Sometimes, the virus can invade the brain and spinal cord and this event can cause paralysis of extremities or the diaphragm, causing difficulty in breathing and ultimately causing death in almost 10% of the cases.
Q. How is this condition treated?
Once the disease starts progressing there is no cure apart from symptomatic management. Therefore, prevention is the key.
Q. How do I prevent myself from developing Polio?
Since 1955, an injectable form of polio vaccine has been available in the health centers of the United States. The US government has been able to eradicate the disease itself by 1979. Owing to the success rate of the vaccine, CDC has recommended polio vaccine to be included in the list of routine vaccinations in a child.
This vaccine provides the body with the inactivated viral particles. The immune system recognizes these viral particles and starts forming antibodies to neutralize the viral particles so that whenever a fully functional virus enters the human body it is already prepared to fight off the virus and prevent the disease.
Q. When do the doctors inject the vaccine into my child?
Advisory Committee on Immunization Practices (ACIP) has recommended 0.5mL volume, 4doses to be given starting at 2months, 4months, 6-18months, and finally at 4years of age. There should be a gap of at least 6months between the 3rd and 4th dose. The vaccine is an inactivated polio vaccine (IPV) and can protect against all known strains (types 1, 2, and 3).
If the child has to travel to the endemic region before completion of the vaccine series then CDC recommends that the child should take an accelerated schedule and the subsequent doses of the vaccine can be taken in the endemic regions itself or upon returning to the country.
Q. How should I protect myself as I am an adult?
Adults usually do not require vaccination like children because of the vaccination done during childhood. However, adults need vaccination if they have to travel to the endemic country or have to handle the suspected specimens in the laboratories, or if the adult is a healthcare worker actively involved in the treatment of a polio patient.
Unlike the vaccination schedule in children, there are no routine recommendations available for adults. Adults have to consider accelerated vaccine series if they wish to travel to endemic regions. The first should be considered as soon as possible, and the second dose 1-2months later and the last dose 6-12months after the second dose.
Q. How effective is the vaccine?
The vaccine is highly effective and the oral polio vaccine (OPV) and inactivated polio vaccine (IPV) is equally effective. Two doses of IPV can provide 90% immunity to all three types of poliovirus and three doses can provide up to 99% of immunity.
Q, Are there any serious side effects?
Minor reactions to the vaccine may commonly occur. Pain, swelling, and redness may occur at the injection site. The serious side effects are rare, allergic reactions may occur in one case in 1million dose administration.
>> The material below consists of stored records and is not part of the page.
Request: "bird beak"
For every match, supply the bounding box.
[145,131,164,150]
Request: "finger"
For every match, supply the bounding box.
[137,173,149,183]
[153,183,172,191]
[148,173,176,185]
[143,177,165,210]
That’s why the vaccine should not be given if the child has an allergy to the 1st dose or if the child has an allergy to medicines like neomycin or streptomycin.
Oral polio vaccine should not be provided to immunocompromised individuals. Unlike the oral vaccine which contains live attenuated viral particles, the IPV does not carry the risk of paralysis post-administration.
The oral polio vaccine has been discontinued in the United States since 2000 AD.
- O’Grady M, Bruner PJ. Polio Vaccine. StatPearls [Internet]. 2019 Oct 14.